But then a window of opportunity opens—a doctor she idolizes is marrying an old friend of hers in Germany. Felicity believes if she could meet this man he could change her future, but she has no money of her own to make the trip. Luckily, a mysterious young woman is willing to pay Felicity’s way, so long as she’s allowed to travel with Felicity disguised as her maid.
In spite of her suspicions, Felicity agrees, but once the girl’s true motives are revealed, Felicity becomes part of a perilous quest that leads them from the German countryside to the promenades of Zurich to secrets lurking beneath the Atlantic.
I think at this point in my blogging life, my love for Monty Montague is well established. The Gentleman’s Guide to Vice and Virtue was my favorite read of 2017 and has established itself as one of my all-time favorite books. That said, I was greatly anticipating Felicity’s story and I was not disappointed.
Felicity’s level-headedness and ability to calmly look at the events that happened during Monty’s tour were reasons I fell in love with her character and couldn’t wait to see what Mackenzi Lee had in store for Felicity’s story. One of the things I loved so much about this one, was that although through Monty’s eyes we see Felicity as this put together young woman who knows what she’s doing, Felicity is just the everyone else, a complete disaster being held together by her corset. Seeing her struggle and fight for everything made her seem so much more real.
The new trio we travel with is just as complex and interesting as the first book, perhaps more so because the main character wasn’t head over heels in love with one of their companions.

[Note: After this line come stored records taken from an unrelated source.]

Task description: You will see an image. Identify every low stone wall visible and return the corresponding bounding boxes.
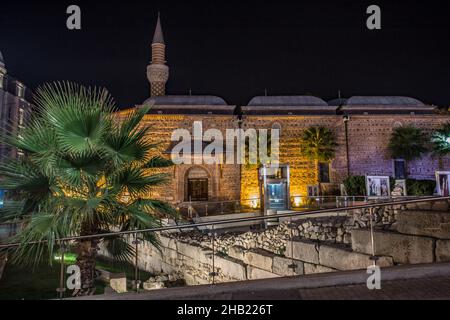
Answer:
[132,233,396,286]
[352,203,450,264]
[101,199,450,286]
[172,205,398,257]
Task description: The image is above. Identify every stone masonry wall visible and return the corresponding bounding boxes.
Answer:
[125,199,450,286]
[117,111,241,204]
[128,205,401,285]
[241,114,450,203]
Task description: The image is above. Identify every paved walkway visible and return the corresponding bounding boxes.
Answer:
[232,277,450,300]
[73,262,450,300]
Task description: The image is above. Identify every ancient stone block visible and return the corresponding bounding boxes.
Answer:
[142,281,164,291]
[110,273,127,293]
[351,229,435,264]
[285,239,320,264]
[396,211,450,239]
[436,240,450,262]
[272,256,304,276]
[303,263,336,275]
[431,200,449,212]
[319,244,393,271]
[243,249,274,272]
[246,266,279,280]
[159,235,178,251]
[177,241,212,264]
[214,255,247,281]
[228,245,246,261]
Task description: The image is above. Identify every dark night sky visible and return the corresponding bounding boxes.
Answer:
[0,0,449,108]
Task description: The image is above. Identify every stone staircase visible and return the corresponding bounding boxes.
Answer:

I loved Johanna, I loved how she transformed from someone Felicity thought was materialistic and too girly to be well-rounded and a completely different person that Felicity thought she was going to see. Sim’s backstory and storyline were amazingly plotted.
For me, like with the first book, this one started out a little slow, I loved the start getting to see how Monty and Percy were living in London but when Felicity traveled to Germany the start of that section of the book felt very slow, but it found it’s footing again about halfway through that section as we start to learn more about the motives of the characters.
Sequels sometimes fall flat trying to live up to what the first book achieved, but with this one, I think creating a “spin-off” kind of story as the sequel created a book that lived up to the hype and gave us exactly what we wanted in the next step of the Montague siblings lives. We got a brand new disaster character, she’s just a more put together disaster.
Overall, if you enjoyed The Gentleman’s Guide, I’m nearly 100% sure you’ll like the Lady’s Guide. Pick this one up if you haven’t, it’s worth it.